LAUSD Offering Child Care Subsidy For Staff As Schools Reopen
Parents employed full-time by the Los Angeles Unified School District who have young children will get a $500 a month subsidy to help pay for child care.
The district announced the program a week before some elementary schools and early education centers are scheduled to reopen.
(Questions about the district’s reopening plan? We’ve got you covered here.)
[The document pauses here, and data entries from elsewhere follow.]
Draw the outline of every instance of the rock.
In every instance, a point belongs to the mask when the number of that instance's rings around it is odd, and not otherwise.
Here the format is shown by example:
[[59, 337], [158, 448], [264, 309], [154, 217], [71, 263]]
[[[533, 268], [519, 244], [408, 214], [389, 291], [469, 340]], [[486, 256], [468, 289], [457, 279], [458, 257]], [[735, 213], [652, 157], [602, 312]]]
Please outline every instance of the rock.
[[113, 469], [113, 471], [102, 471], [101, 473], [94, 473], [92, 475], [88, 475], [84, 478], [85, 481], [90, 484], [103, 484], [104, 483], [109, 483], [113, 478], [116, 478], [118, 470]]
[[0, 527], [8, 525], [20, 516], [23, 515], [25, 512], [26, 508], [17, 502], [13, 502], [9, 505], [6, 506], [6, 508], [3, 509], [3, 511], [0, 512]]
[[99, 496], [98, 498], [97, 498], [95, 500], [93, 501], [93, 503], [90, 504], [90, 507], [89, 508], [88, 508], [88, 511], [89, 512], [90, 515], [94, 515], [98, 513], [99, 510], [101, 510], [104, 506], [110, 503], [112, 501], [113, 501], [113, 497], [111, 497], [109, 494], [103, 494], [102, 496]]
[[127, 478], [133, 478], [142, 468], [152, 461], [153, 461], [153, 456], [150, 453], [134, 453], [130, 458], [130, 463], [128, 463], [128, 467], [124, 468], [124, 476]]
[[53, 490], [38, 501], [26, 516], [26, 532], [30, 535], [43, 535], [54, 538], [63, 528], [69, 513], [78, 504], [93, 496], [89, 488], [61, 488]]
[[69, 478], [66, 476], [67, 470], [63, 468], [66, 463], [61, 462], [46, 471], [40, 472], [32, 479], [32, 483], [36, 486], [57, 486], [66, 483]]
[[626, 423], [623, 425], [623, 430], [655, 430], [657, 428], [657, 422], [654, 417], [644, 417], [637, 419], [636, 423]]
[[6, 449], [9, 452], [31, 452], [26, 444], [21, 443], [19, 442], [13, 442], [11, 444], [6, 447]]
“It’s been a very long year since COVID-19 led to the closure of schools, and many of our employees have had to juggle their responsibilities at work with the need to take care of their own families, including young children,” Superintendent Austin Beutner said in a press release. “The support for childcare is another step we’re taking to help our employees so they can keep doing all they can to serve the needs of students and their families.”
Full-time employees are eligible for a $500-a-month payment for each child ages 5 and younger that is in a child care program. We’ve reached out to the district for more specifics on qualifying child care programs.
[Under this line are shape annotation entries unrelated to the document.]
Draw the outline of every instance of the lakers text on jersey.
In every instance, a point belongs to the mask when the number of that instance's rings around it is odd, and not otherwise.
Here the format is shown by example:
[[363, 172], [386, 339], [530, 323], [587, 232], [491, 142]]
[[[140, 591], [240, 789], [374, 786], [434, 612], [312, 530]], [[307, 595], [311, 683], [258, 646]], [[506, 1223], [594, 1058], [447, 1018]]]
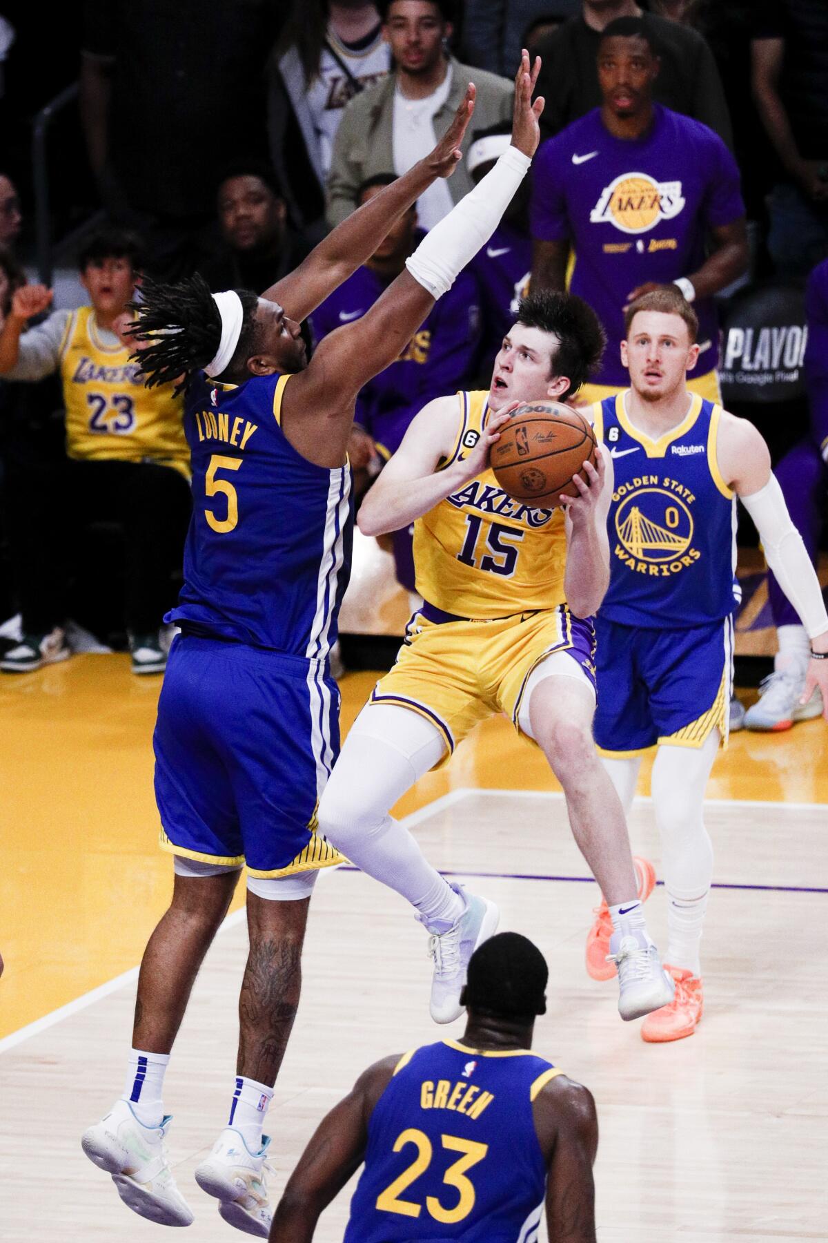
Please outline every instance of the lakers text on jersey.
[[608, 755], [727, 736], [736, 500], [719, 471], [721, 409], [698, 394], [658, 440], [624, 393], [592, 409], [613, 459], [610, 589], [596, 619], [595, 736]]
[[559, 1074], [524, 1049], [407, 1053], [369, 1121], [344, 1243], [536, 1238], [546, 1167], [533, 1101]]
[[350, 567], [350, 471], [281, 428], [287, 375], [195, 380], [181, 628], [155, 727], [161, 845], [279, 876], [340, 863], [315, 832], [339, 753], [329, 651]]
[[70, 316], [61, 343], [70, 457], [153, 461], [186, 471], [184, 401], [171, 384], [144, 388], [127, 346], [107, 344], [92, 307]]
“I see this as a huge first step toward a longer term solution,” said San Pedro High School teacher Maya Suzuki Daniels. She started an online petition that gathered more than 2,000 signatures calling on the district to better support educator parents.
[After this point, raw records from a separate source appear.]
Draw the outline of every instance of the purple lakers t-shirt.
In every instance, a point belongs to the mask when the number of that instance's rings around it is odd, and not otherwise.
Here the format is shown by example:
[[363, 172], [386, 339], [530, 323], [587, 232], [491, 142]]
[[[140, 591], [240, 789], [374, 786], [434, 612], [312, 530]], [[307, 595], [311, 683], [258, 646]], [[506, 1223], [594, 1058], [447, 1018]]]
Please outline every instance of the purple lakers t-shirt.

“We can figure things out individually, but after a year of doing that, not only are we exhausted on a very personal level, but I think we're also seeing the limits of what individuals can do and can take,” Daniels said. Her toddler son is currently in the phase where “he likes to climb up on top of things and then occasionally fall off them.”
Even with an extra $500 a month, families might still have a hard time finding care. Hundreds of L.A. County child care providers permanently shut down during the pandemic, and many that are still open are operating at a limited capacity to comply with public health guidelines.
Parents can find the child care resource and referral agency that serves their neighborhood here.
For Daniels’ family, it will come down to whether they can find a program that feels safe for their son.
“I have never wanted to leave teaching, I love teaching more than anything, but I love my son, that's the first priority,” Daniels said.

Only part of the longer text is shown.